Adherence with therapy – the validated Morisky Scale with a modified 5-point Likert scale response [37] will be utilized to determine patient adherence with prescribed antithrombotic therapy at 3, 6, and 12-months.
Sample size
Previous studies suggest that the rate of antithrombotic use in eligible patients is approximately 60% [17]. However, the majority of these patients were treated with aspirin. Although only one study [38] has looked at the "appropriateness" of antithrombotic use (based on the ACCP risk stratification scheme in use at that time), its findings closely mirror subgroup analysis from our own practice audit [39] in that only 33% of NVAF patients received "appropriate" antithrombotic therapy (as judged by a panel of clinicians). Thus, it seems reasonable to hypothesize that the rate of "appropriate antithrombotic use" will be in the order of 40% for unselected patients. Assuming that the rate in the control group remains 40%, and that a 10% absolute increase in antithrombotic use (to 50% in the intervention group) is clinically significant, and setting the α error at 0.05 (two-sided) and the β error at 0.20, a sample size of 814 will be required.

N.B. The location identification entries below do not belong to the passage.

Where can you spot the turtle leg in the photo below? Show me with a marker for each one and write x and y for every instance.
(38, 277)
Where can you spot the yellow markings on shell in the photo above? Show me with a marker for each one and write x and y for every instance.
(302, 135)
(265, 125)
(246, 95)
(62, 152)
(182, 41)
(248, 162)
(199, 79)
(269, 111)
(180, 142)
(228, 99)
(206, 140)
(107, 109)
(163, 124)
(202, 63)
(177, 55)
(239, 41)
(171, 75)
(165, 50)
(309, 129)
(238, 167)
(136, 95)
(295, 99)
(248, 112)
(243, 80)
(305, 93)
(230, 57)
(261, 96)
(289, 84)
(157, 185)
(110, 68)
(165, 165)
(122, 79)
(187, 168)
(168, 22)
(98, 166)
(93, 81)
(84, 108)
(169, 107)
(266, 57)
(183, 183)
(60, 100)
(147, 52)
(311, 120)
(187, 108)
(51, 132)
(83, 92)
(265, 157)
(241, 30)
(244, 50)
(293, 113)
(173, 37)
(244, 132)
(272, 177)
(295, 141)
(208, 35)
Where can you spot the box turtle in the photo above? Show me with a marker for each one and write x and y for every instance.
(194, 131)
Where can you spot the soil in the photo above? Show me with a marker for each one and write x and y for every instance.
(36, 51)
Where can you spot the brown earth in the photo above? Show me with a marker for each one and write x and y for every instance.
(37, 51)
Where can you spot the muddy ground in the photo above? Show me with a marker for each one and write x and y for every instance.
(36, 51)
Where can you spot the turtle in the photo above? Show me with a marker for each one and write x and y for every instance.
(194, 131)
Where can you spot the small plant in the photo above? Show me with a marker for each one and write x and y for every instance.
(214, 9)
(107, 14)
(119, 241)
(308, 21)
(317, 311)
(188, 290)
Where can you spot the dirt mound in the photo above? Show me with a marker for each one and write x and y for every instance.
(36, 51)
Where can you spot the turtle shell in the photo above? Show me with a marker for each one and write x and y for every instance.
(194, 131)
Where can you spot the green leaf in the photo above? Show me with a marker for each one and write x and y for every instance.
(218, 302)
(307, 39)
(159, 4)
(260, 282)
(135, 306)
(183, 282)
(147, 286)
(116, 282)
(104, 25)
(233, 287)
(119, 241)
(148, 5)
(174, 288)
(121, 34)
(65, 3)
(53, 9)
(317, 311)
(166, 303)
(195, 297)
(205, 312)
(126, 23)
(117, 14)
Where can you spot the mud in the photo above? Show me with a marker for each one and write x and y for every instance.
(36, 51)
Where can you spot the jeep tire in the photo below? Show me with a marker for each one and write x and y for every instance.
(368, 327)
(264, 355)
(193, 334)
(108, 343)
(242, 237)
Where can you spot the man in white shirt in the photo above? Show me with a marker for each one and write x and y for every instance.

As there will be some loss of power due to between-cluster variability, the sample size has to be adjusted to reflect the cluster randomization [40]. The design effect is the ratio of the number of subjects required using cluster randomization versus the number required with simple randomization and is given by the formula 1+(n-1)p, where n is the average number of subjects per cluster and p is the value of the intra-cluster correlation coefficient. Although the intra-cluster correlation coefficient for the prescription of antithrombotic therapy in these physicians is unknown, we can extrapolate from the North of England Study of Standards and Performance in General Practice which revealed that the p for prescribing by practitioners was often less than 0.01 [31]. As we estimate recruiting 10 subjects from each participating physician, the design effect will be 1+(10-1)0.01 = 1.09. Thus, the required sample size must be increased to 887.
Allowing for dropouts and losses to follow-up, the sample size has been adjusted to 1100 (550 in each arm). Assuming that an average of 11 patients is recruited from each physician's practice, our target sample size is 50 family physicians in each arm.
Statistical analyses
Intention-to-treat analysis will be carried out. The primary analysis will be a comparison of the proportion of patients receiving "appropriate antithrombotic therapy" in the intervention and usual care groups at 3 months after intervention. To take into account the cluster randomization, this will be tested using a weighted two sample t-test [41]. Secondary analyses, again using the weighted two sample t-test, will compare long-term compliance in both groups. In order to account for within cluster correlation, a random effects model will be used to assess the difference between groups on the O'Connor Decisional Conflict Scale. Similarly, random effects logistic regression models will be used to investigate what demographic and clinical factors are associated with the use of "appropriate antithrombotic therapy".
An interim analysis will be performed when 3-month follow-up data is available on 400 patients and an independent External Data Committee will review the results and make recommendations about any adjustments to sample size based on the observed cluster size and intra-class correlation coefficient (the study investigators will remain blinded to the results until after the External Data Committee makes recommendations).
Data management
All data will be collected using standardized data sheets and data collation, entry, and quality assurance will be carried out at the Epidemiology Coordinating and Research (EPICORE) Centre, Division of Cardiology, University of Alberta. Data analysis will be done by an independent statistician in EPICORE blinded to group allocation.
Ethical considerations
Each patient will be given written information about the study and written informed consent will be obtained prior to study inclusion. The study protocol has been approved by the local Research Ethics Boards of the participating centers.